I had a second reason to rejoice with the launch of my newest book, Why Words Matter, last Saturday at the Vargas Museum in UP Diliman. With lovely and haunting illustrations by Marcel Antonio, the book is based on a TEDTalk I gave last year in UP about why we read and why we write, and how words can kill but can also heal. It’s being published by Gigo Alampay’s CANVAS (The Center for Art, New Ventures and Sustainable Development). Two other books were also launched alongside mine—a children’s counting book by artist Ioannis Sicuya, and one about horror stories from the martial law era that distills affidavits by claimants of martial law abuses into three sentence tales, illustrated by Renz Baluyot.

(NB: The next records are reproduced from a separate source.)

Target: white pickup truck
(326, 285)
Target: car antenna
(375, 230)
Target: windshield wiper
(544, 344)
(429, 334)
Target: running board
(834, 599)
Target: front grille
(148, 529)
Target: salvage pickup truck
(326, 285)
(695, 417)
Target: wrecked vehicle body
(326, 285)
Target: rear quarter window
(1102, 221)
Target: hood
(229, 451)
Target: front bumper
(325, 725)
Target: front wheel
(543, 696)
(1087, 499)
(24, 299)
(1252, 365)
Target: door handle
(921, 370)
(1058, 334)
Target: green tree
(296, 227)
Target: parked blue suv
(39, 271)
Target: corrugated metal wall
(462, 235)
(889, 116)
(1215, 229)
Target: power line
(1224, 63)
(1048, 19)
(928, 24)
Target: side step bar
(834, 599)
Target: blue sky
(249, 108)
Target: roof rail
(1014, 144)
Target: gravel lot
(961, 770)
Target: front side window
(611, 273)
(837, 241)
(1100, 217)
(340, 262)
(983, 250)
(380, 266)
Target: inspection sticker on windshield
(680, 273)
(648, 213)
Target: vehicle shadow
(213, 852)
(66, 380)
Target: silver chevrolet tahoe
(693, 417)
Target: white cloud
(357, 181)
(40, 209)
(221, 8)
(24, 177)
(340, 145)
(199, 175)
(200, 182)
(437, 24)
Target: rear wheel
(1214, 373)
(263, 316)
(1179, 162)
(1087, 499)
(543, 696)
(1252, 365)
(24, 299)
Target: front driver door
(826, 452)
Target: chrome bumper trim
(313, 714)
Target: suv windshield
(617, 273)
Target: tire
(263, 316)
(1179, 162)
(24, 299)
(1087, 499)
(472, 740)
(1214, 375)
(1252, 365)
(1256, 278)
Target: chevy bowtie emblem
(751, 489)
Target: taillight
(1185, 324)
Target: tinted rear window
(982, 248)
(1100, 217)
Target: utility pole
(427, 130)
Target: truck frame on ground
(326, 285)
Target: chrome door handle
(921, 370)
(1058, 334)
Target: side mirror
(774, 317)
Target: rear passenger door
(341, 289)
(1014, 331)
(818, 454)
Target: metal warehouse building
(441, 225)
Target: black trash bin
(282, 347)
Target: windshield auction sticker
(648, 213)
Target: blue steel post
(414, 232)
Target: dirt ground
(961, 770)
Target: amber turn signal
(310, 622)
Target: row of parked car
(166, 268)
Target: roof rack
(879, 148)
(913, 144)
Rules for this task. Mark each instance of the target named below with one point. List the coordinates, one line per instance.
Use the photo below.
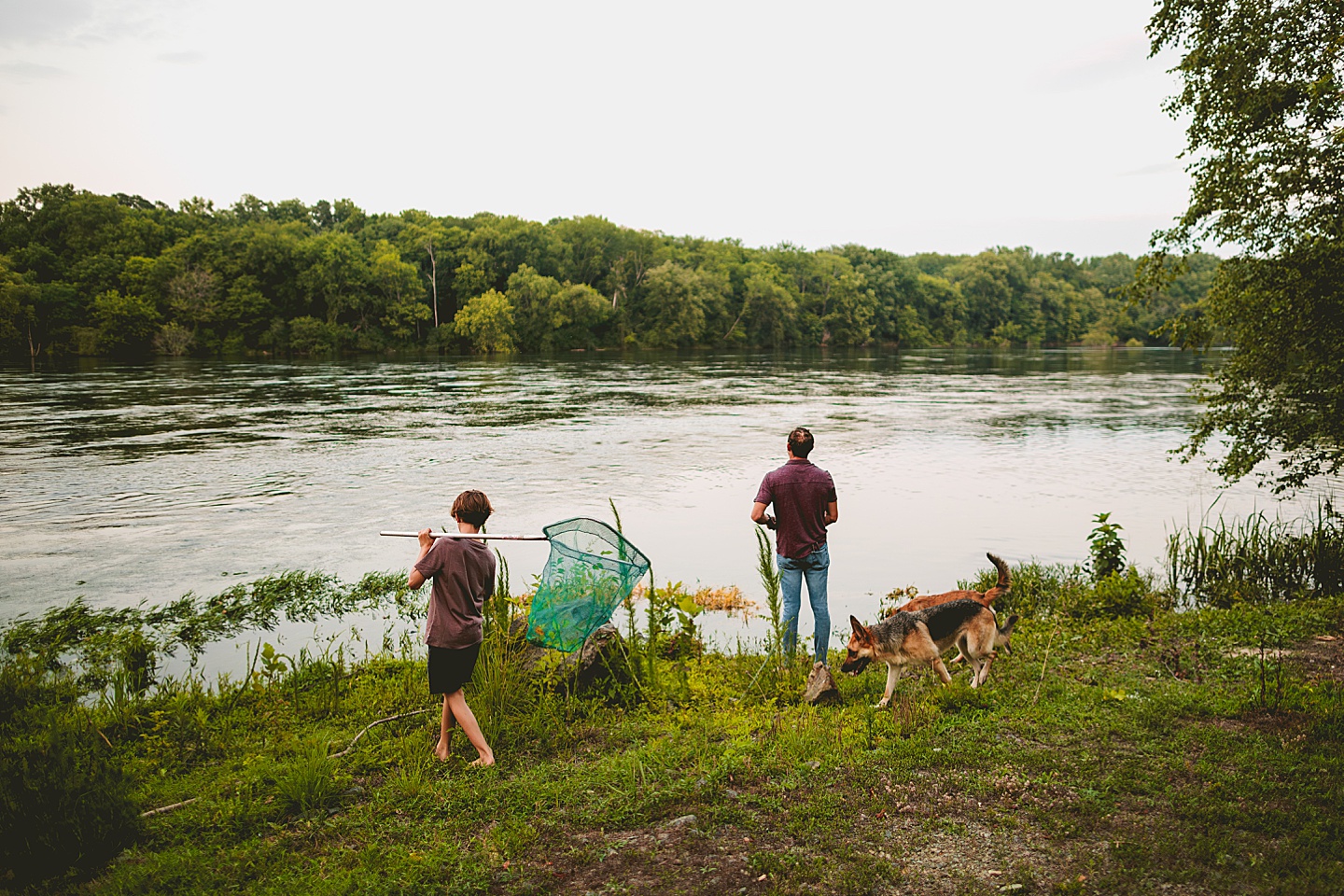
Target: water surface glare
(132, 483)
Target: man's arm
(414, 581)
(760, 516)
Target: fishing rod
(469, 535)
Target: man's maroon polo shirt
(800, 492)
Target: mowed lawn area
(1166, 755)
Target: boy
(464, 575)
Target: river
(140, 483)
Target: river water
(141, 483)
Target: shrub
(1106, 548)
(64, 802)
(308, 783)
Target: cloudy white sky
(944, 127)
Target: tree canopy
(91, 274)
(1262, 88)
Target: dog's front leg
(892, 678)
(941, 669)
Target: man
(804, 498)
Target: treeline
(91, 274)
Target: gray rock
(821, 687)
(684, 821)
(599, 661)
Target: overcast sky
(916, 127)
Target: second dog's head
(859, 651)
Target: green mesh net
(592, 568)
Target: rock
(821, 687)
(684, 821)
(599, 661)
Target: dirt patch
(672, 857)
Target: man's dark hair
(801, 442)
(472, 507)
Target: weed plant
(1144, 749)
(1257, 559)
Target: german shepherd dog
(986, 598)
(904, 638)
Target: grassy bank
(1106, 755)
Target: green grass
(1145, 755)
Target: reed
(1258, 559)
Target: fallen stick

While this book was produced as a special, limited art-book edition (only 500 copies, all hardbound), CANVAS will allow the free, non-commercial distribution of material from the book, with proper attribution, in any medium, as part of its program for cultural literacy.
I must say that I’m awed by and deeply grateful for Marcel’s exquisite artwork (just as I appreciated Jordan Santos’ delightful cover design for Voyager). Not since I collaborated with Jaime Zobel on an art book titled The Island almost 25 years ago have I had such a visually engaging publication. While I firmly believe that every author—never mind how sharp he or she may imagine himself or herself to be—needs an editor, and even as I’ve welcomed most of my editors’ suggestions, I’ve also sometimes given my publishers and designers a hard time, having stubborn and stodgy ideas about how my books should look. I’m relieved to have had a very pleasant experience with the publication of these two new books, for which again I thank Andrea and Gigo for putting together. It’s a bracing reminder to this old man that, to a happy few, his words still do matter.